Le 22 juillet, le collectif des sans-papiers de Fribourg avait invité Pietro Basso, professeur de sociologie à l’Université de Venise (institut d’études sur les migrations). Nous reproduisons ci-dessous son intervention. Les sous-titres sont de la rédaction.

Chères amies, chers amis, frères et sœurs immigrés, je suis profondément honoré d’être ici parmi vous et de vous apporter d’Italie la solidarité de ceux et celles qui voient dans votre lutte un combat de première importance pour l’ensemble des travailleurs et travailleuses. Une lutte dont la valeur, la signification et le message vont bien au-delà de Fribourg et de la Suisse.

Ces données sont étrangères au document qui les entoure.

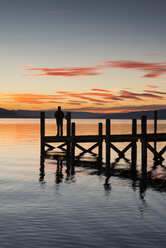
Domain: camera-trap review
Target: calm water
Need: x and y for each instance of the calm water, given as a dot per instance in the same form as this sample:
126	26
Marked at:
77	210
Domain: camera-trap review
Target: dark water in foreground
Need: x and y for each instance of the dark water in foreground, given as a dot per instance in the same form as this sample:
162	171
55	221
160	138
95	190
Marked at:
76	212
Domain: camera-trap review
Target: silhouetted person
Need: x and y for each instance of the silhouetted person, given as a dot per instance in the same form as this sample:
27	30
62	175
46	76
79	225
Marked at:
59	115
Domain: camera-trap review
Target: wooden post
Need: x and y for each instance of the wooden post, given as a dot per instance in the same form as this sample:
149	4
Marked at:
100	151
155	128
144	146
134	145
73	150
42	135
107	146
68	118
73	143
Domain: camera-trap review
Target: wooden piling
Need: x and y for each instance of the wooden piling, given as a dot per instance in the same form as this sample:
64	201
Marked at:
134	145
108	146
73	143
68	118
100	150
42	135
155	127
144	144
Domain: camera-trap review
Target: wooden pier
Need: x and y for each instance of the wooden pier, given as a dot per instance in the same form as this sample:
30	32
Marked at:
71	141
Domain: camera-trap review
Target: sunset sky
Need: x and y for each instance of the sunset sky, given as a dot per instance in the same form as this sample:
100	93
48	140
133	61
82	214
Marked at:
85	55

Ce jeudi s’est déroulée à Gênes — avant les grandes manifestations des 20 et 21 juillet —, dans une Gênes monstrueusement militarisée pour protéger les grands seigneurs de l’exploitation et de la guerre, une manifestation de travailleurs et travailleuses immigrés. Ces derniers ont clamé en ces lieux vos propres revendications: régularisation collective et immédiate de tous les sans-papiers, plein droit à la libre circulation des personnes, complète égalité des conditions de travail et des droits syndicaux, sociaux, culturels, politiques entre travailleurs italiens et immigrés, amélioration générale des conditions de travail et d’existence pour tout le prolétariat.

On a pu voir les mêmes revendications chez les sans-papiers de Paris, les sin papeles de Barcelone, les immigrés marocains de El Ejido et les immigrés qui ont défilé à Bruxelles en septembre dernier lors de la Marche mondiale des femmes. Et à chaque fois, ces revendications n’ont pas été adressées aux gouvernements et aux Etats comme d’humbles suppliques venant de sujets agenouillés devant les nouveaux rois mais ont été affirmées face à eux, contre eux, en tant que besoins humains élémentaires, inaliénables, en tant que droits à conquérir sur le terrain par la mobilisation collective, l’organisation toujours plus large, multiethnique et internationale de nos forces.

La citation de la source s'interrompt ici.